This November, among the important issues that San Francisco voters will be asked to decide is whether to rename a city sewage plant in honor of President Bush. The measure qualified for the ballot on July 7 after organizers turned in over 12,000 signatures in support. The measure, if passed, would rename the Oceanside Water Pollution Control Plant the "George W. Bush Sewage Plant."
The "Presidential Memorial Commission," better known as Brian McConnell and some friends, said it had come up with the idea "over some beers" and thought that renaming the plant would be a good idea. "We think that it's important to remember our leaders in the right historical context," McConnell said. "In President Bush's case, we think that we will be cleaning up a substantial mess for the next 10 or 20 years. The [plant's] job is to clean up a mess, so we think it's a fitting tribute."
Of course, that doesn't work as an analogy, unless McConnell believes that Bush, like the plant, will be helping to clean up any substantial messes. So some cynics think that the sponsors just want to associate Bush with sewage. And there is no disputing that the Oceanside plant discharges one hell of a lot of, shall we say, "effluent." The SF Public Utilities Commission's website says that the plant treats 17 million gallons a day, or up to 65 million during wet weather. After trash, grit, and biosolids (one of my favorite euphemisms) are removed, the effluent is discharged into the ocean. And "[b]ecause of the remarkable Southwest Ocean Outfall line [a deep-water outlet 4 miles out in the Pacific], the OSP does not have to disinfect its final effluent flow." Hooray! No need to disinfect the flow!
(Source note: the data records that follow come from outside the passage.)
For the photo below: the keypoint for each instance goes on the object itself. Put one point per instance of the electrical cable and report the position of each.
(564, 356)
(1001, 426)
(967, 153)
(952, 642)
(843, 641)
But as a PUC spokesman argued, the initiative is misguided because it would put Bush's name on a really excellent sewage plant. "The plant that they're seeking to rename really offers extraordinary environmental benefits," he said. "Without it, raw sewage and storm water would flow into the bay and the oceans and the streets [and the buildings and the offices and the shoes and socks]. That's not our understanding of what the authors of this initiative believe the current president has delivered." That's true -- surely they do not believe that Bush offers, for example, an activated-sludge process that combines sludge with "secondary scum" before mixing it with bacteria in anaerobic digesters, then dewatering the digested sludge into biosolids that are beneficially reused and safely discharging the effluent. Probably they think he just spews his crap right out into the environment. But, ironically, maybe the renaming really would be honoring Bush.
But if that's true, local Republicans don't seem to agree. Howard Epstein (left), chairman of what I was surprised to learn is a San Francisco Republican Party, has vowed to fight the measure with all means available to him. (Hint: he has no means available to him.) Patrick Dorinson, a former spokesman for the state GOP, told the Chronicle that the measure is "a horrible idea" that is childish and stupid. "It makes me ashamed to be a San Franciscan," said Dorinson, who according to the article lives in Sacramento.